High rates of emergency and police services signal many adults and adolescents with autism in Canada are in crisis

By Yona Lunsky and Jonathan A. Weiss

More resources in the community and better training for emergency services are needed

A version of this commentary appeared in Policy Options, Ottawa Life and the Moncton Times & Transcript

High rates of emergency and police services signal many adults and adolescents with autism in Canada are in crisisCanadians routinely complain about the long wait times at hospital emergency rooms across the country — and health policy experts have long flagged the high costs associated with emergency services and the impact it has on the finances of our publicly funded health system.

What’s often lost in these discussions are the ways we can reduce emergency room and hospital use by providing better health and community services upstream to those who need them most.  One such group, our recent research uncovered, is adolescents and adults with autism.

Our study, recently published in the BMJ Open and in the Journal of Autism and Developmental Disorders, followed 284 families with an adolescent or adult with autism for 12 to 18 months.  We checked in with the families regularly to see whether or not they used emergency services during that time period, focusing on police and hospital emergency departments.

The results were staggering.

We found that nearly one in four adolescents and adults with autism visited the hospital in an emergency situation and one in six had a police interaction over that time period.

The strongest predictor of emergency department use over the course of our study was whether the individual had at least one emergency visit in the prior year. This was the case for both medical and psychiatric emergencies.

The risk for emergencies was also heightened for families who had experienced significant stressors or life events in the previous months and were in high levels of distress at the outset of the study.

In other words, there was a certain predictability to who might end up using emergency services well before they sought them out.

The study is a reminder, as other studies have previously signaled, that health and social supports for adolescents and adults with autism are often inadequate across the country and not meeting the needs of families.  As a result, autism families too often face crisis.

So what could we offer these families before a crisis occurs?  And what would happen if we invested resources in every family after their first emergency?
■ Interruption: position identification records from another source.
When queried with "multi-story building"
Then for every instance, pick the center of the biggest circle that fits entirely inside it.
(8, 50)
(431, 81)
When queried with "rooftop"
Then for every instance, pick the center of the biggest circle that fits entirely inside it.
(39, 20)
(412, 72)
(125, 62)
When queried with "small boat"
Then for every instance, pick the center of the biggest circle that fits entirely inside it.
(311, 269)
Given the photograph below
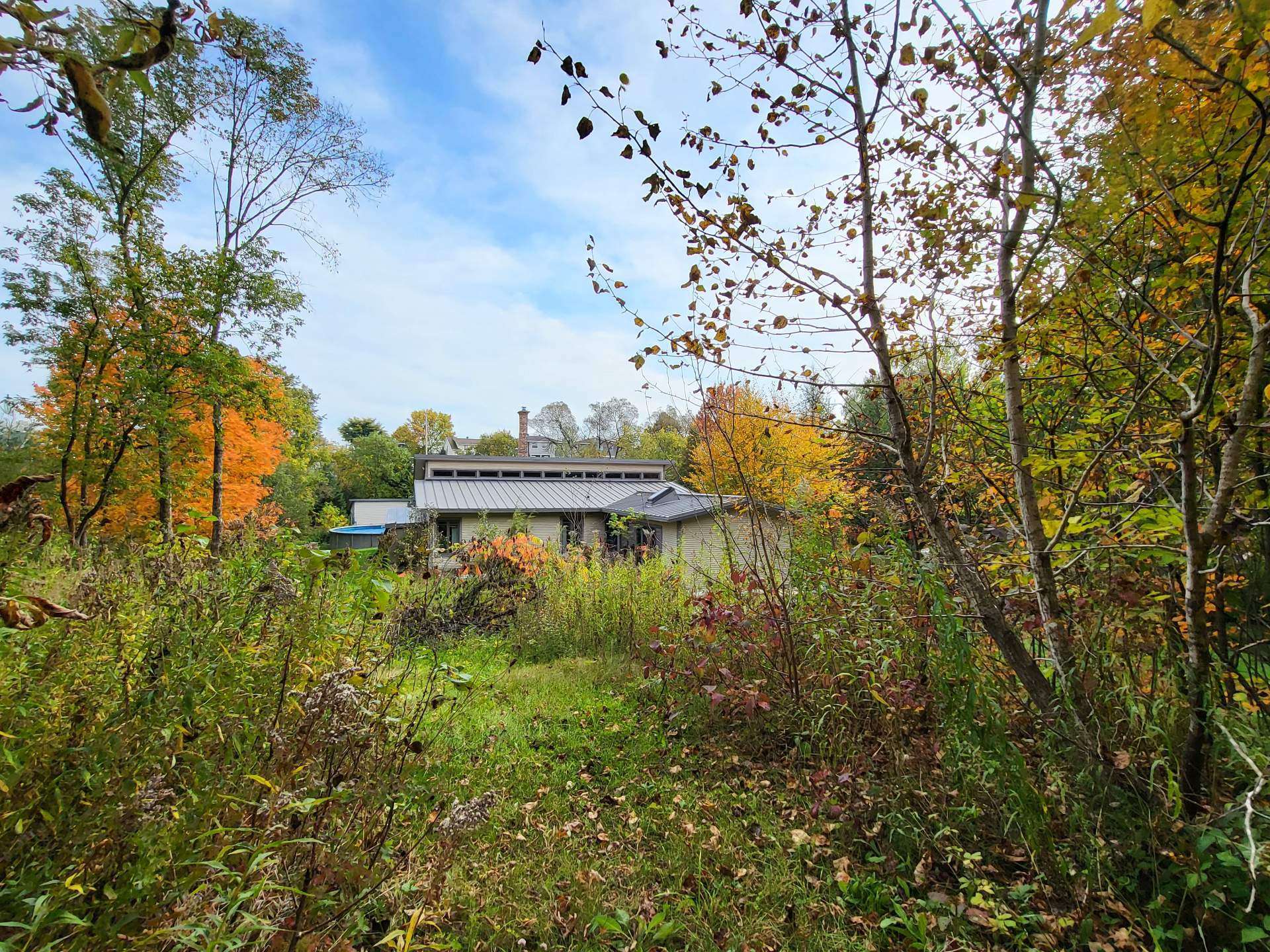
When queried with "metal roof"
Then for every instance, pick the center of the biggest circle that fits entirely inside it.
(541, 460)
(527, 495)
(680, 504)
Could repeat visits be prevented or at least planned for?

Federal and provincial ministries of health, education and social services would do well to improve proactive supports to this too often neglected population.  At present, services for autism across the country are frequently fragmented and crisis-driven.
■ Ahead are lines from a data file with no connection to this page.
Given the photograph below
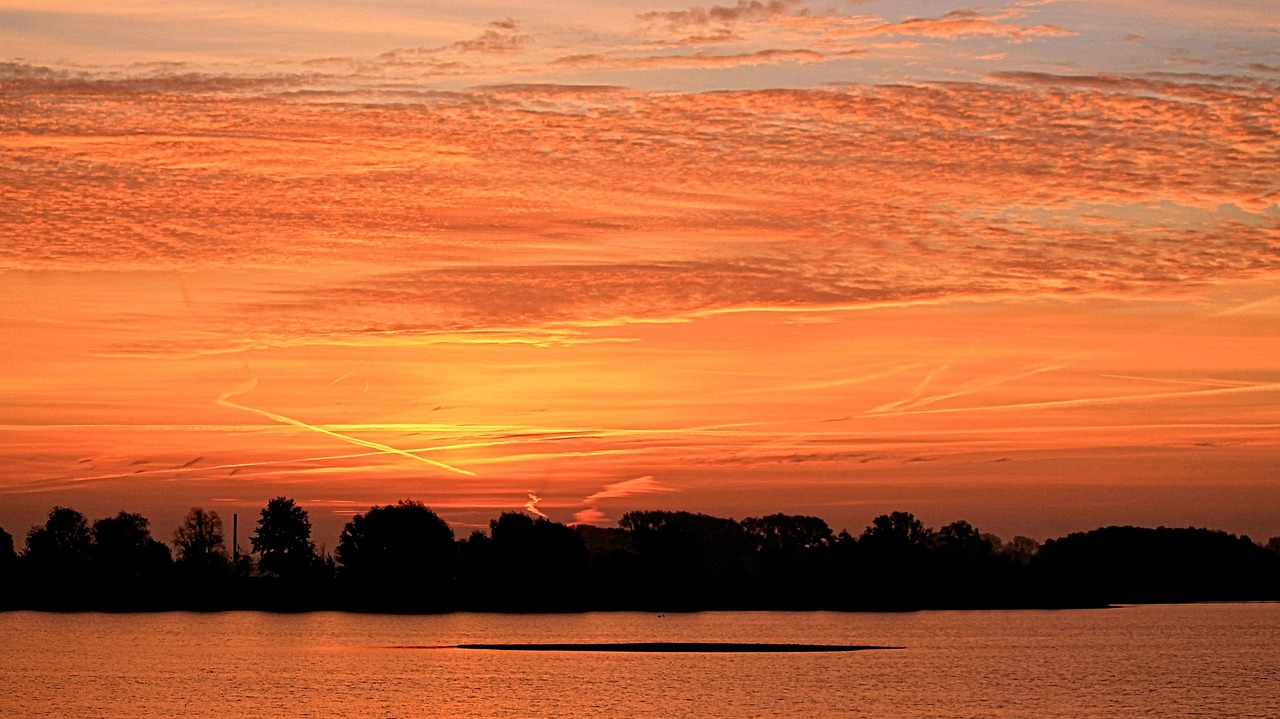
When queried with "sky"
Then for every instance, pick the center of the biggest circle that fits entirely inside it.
(1014, 264)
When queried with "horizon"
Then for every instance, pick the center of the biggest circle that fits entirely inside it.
(1016, 265)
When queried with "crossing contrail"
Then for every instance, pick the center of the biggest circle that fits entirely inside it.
(224, 399)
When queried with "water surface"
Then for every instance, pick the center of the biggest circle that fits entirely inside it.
(1159, 660)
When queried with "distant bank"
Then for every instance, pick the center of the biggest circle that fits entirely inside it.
(403, 558)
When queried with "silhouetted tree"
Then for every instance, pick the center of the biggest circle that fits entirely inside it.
(8, 564)
(544, 558)
(791, 555)
(1020, 549)
(896, 532)
(7, 553)
(283, 540)
(1138, 564)
(894, 562)
(123, 548)
(690, 559)
(60, 546)
(960, 540)
(199, 540)
(405, 549)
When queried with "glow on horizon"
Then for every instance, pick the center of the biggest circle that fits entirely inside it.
(1018, 265)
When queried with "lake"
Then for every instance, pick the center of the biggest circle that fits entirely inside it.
(1219, 660)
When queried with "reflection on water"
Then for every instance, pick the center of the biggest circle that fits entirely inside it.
(1208, 660)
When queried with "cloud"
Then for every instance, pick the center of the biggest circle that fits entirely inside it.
(965, 23)
(630, 488)
(698, 60)
(593, 514)
(745, 10)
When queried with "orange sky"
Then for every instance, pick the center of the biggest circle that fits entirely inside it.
(1016, 265)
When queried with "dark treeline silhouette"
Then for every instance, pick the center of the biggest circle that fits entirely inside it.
(405, 558)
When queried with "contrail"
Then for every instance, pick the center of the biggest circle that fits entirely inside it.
(224, 399)
(1091, 401)
(531, 505)
(351, 372)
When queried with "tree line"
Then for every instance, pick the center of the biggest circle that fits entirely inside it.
(405, 558)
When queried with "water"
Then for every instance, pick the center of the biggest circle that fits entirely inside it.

Our study also flagged a lack of autism training by emergency service providers.

When adolescents and adults in our study needed emergency services, the experiences were not always positive — which likely means the outcomes were not always as optimal as they could be. Long wait times in the emergency department, a perceived lack of helpful outcomes and physical or medication-based restraint were among the many negative experiences that parents in our study reported.

We can do more to best serve people on the autism spectrum when emergencies occur. To help contextualize services, training efforts need to focus both on understanding and acceptance of autism and not be focused solely on the crisis event.

If police and emergency personnel are to help keep everyone safe, we must make sure that individuals with autism and other disabilities, along with their families, feel comfortable with and trust emergency services to understand and be sensitive to their unique situation.

Some of the best solutions come from working in partnership with individuals and families affected by autism.  There’s a fire fighter in PEI with autism who is training her colleagues on how to search for and support kids with autism in crisis.  There’s a Toronto police chief dad who has learned about autism from his son.

In some places in Canada, there are Vulnerable Persons Registries for police to access.  There are also ‘Crisis Cards,’ ‘About Me’ forms and ‘Hospital Passports’ — communication vehicles designed to help the interaction between families and providers to be as informed as possible.

Unfortunately, many service providers and families do not know such resources even exist.

At a grassroots level, families need individualized supports that match a person’s degree of need, with sufficient intensity and consistency. There is no one-size-fits-all approach. At a national level, stakeholders have called for a national autism framework to generate, collect and promote evidence-based solutions to address such complex problems.

It’s time for us to invest as a community in educating patients, families and emergency service providers and improve emergency outcomes for those with autism.  Better yet, let’s get autism families the social and health supports they need to avert many of these crises in the first place.

 

 

Yona Lunsky is an expert advisor with EvidenceNetwork.ca, a Professor at the University of Toronto Department of Psychiatry, and the Director of the Health Care Access Research and Developmental Disabilities (H-CARDD) Program at the Centre for Addiction and Mental Health and adjunct scientist at the Institute for Clinical Evaluative Sciences.

Jonathan A. Weiss is an Associate Professor in the Department of Psychology, a Clinical Psychologist and holds the Chair in ASD Treatment and Care Research, funded by the Canadian Institutes of Health Research in partnership with Kids Brain Health Foundation, Sinneave Family Foundation, CASDA, Autism Speaks Canada and Health Canada.